04-12-2017, 08:05 PM
(04-12-2017, 07:47 AM)Mark Cecil Wrote: Cutting the CordHi Mark, thanks for posting. Seems like you have a strong idea on your mind which is good, but I think the poem is a bit messy at the moment. It seems like the ipod metaphor is developed only to be tossed out at the end. I'd also say it seems rather odd that despite this metaphor there is no mention of sound or music in the poem, perhaps something to develop? I think develop outwards from your imagery and this poem will grow.
The cutting of the fleshy cord Having 'the' twice is bothering me.. maybe just 'cutting the fleshy cord' ?
the first ritual of my independence
no longer a living extension
of my Mother’s body You don't need to capitalise.
for I’m now severed to live life apart Bit too wordy
But since developing to a man 'into' ?
two plugs lay nestled in my ears Watch your tense, it's confusing
their white slinder cord hang 'Slender'
around me like a noose Confusing imagery in this stanza; it is a weight tying you down or a noose tying you up?
and I am weighed down
by the electronic device its connected to 'it's'
It is my soul’s narcotic, my mind’s opiate
for I always carry it around, 'for' seems like padding
like a drip feed Cables as drip feed works well.
I cannot live without it Cliche line, you already say this without being so direct
at the forsaking of everything else 'at the forsaking' ? Bit clunky.
even the maker’s loving hand Your mother / god?
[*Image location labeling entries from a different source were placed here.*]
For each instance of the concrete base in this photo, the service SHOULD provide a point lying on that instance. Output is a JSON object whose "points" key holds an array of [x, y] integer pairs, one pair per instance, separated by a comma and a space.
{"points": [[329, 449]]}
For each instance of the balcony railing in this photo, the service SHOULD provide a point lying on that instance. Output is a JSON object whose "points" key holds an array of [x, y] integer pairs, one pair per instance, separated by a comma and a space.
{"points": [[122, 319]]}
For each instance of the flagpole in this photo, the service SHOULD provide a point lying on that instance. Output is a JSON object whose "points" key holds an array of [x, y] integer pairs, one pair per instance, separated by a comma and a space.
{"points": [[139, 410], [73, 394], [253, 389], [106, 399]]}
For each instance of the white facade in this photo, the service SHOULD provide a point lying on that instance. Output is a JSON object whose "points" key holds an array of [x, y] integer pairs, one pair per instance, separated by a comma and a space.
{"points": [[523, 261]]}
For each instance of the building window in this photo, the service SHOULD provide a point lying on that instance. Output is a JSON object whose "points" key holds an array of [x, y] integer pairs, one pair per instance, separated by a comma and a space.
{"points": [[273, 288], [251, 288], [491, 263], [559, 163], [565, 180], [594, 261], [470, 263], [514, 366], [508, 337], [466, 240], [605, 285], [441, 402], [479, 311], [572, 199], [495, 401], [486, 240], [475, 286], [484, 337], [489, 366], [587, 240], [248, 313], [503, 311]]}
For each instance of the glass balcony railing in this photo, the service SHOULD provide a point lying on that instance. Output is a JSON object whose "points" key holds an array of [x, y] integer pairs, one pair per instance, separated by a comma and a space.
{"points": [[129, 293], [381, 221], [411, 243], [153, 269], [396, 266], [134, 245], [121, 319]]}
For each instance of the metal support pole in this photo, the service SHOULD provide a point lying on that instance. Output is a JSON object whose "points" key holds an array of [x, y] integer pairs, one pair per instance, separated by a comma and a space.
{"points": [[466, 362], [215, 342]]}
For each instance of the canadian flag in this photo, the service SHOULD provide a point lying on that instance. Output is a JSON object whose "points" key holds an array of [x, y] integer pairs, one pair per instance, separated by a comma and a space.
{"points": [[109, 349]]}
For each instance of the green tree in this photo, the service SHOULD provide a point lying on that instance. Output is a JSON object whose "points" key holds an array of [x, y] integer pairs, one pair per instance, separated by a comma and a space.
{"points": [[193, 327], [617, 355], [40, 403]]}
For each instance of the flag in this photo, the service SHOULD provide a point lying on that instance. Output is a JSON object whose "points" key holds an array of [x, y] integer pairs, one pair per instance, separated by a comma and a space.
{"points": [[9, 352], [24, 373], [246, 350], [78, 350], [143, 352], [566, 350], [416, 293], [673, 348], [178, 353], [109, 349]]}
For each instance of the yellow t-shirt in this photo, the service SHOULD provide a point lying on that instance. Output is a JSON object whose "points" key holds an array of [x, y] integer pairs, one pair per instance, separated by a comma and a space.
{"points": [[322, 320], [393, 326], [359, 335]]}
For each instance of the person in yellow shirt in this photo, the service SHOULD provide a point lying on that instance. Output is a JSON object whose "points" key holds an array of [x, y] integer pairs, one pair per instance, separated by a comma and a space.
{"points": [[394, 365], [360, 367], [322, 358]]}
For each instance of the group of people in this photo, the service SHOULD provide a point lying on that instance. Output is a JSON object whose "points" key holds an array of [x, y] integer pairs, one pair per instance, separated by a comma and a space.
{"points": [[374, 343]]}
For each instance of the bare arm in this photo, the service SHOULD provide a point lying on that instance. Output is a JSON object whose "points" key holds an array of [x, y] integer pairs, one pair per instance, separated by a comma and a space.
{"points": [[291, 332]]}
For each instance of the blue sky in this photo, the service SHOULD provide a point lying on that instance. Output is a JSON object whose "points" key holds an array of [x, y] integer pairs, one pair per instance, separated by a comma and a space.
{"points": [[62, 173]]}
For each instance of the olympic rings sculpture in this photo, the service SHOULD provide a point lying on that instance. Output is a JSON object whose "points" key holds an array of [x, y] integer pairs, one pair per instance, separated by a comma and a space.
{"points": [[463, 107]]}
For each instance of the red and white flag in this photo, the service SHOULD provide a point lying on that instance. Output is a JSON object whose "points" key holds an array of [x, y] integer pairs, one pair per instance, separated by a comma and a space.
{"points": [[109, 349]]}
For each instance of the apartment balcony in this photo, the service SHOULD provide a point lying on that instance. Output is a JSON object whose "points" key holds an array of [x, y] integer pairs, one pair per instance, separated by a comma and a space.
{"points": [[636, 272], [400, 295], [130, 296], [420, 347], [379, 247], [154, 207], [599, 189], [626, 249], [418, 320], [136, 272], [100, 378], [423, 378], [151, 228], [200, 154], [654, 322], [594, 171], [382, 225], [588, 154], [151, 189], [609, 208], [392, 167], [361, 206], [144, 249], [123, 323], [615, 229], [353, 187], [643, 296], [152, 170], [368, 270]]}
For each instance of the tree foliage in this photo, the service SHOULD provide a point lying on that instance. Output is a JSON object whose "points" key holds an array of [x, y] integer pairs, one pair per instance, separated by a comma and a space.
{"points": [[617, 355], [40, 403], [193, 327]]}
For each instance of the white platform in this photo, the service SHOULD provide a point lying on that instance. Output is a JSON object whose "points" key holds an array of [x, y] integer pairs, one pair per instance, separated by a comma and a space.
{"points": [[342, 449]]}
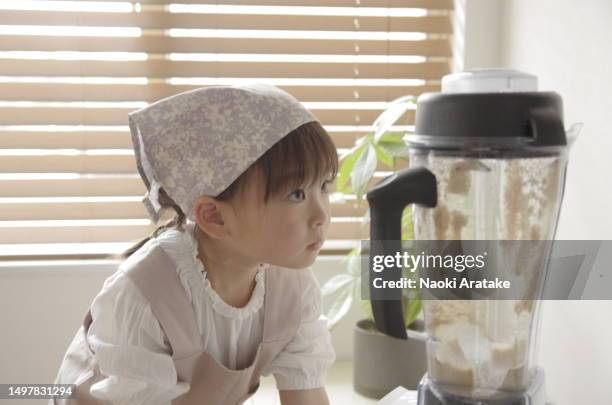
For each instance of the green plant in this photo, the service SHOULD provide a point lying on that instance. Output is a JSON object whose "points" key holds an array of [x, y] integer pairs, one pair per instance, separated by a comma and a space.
{"points": [[356, 171]]}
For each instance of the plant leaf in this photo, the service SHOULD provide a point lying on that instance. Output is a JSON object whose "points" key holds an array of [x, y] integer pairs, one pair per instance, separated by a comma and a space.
{"points": [[346, 168], [394, 111], [412, 308], [363, 170], [339, 307]]}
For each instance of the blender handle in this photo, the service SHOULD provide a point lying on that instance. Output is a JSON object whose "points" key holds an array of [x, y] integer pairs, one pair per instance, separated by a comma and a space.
{"points": [[387, 200]]}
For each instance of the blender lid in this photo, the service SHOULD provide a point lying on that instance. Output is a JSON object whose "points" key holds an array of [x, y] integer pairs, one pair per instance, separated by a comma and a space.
{"points": [[491, 109], [489, 81]]}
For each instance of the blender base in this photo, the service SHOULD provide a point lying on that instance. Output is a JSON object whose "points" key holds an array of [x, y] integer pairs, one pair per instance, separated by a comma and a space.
{"points": [[429, 394]]}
This could be something to develop.
So the cutting of this cord
Is not just a ritual of my independence
but of my dependence
to my heavenly father above
whose arm I now cling to
like a helpless babe. I feel like this last stanza forgets about the imagery of the cables and just goes back to the umbilical
Hope this was helpful.
P.s don't forget to proof read, you don't need us to tell you how to spell!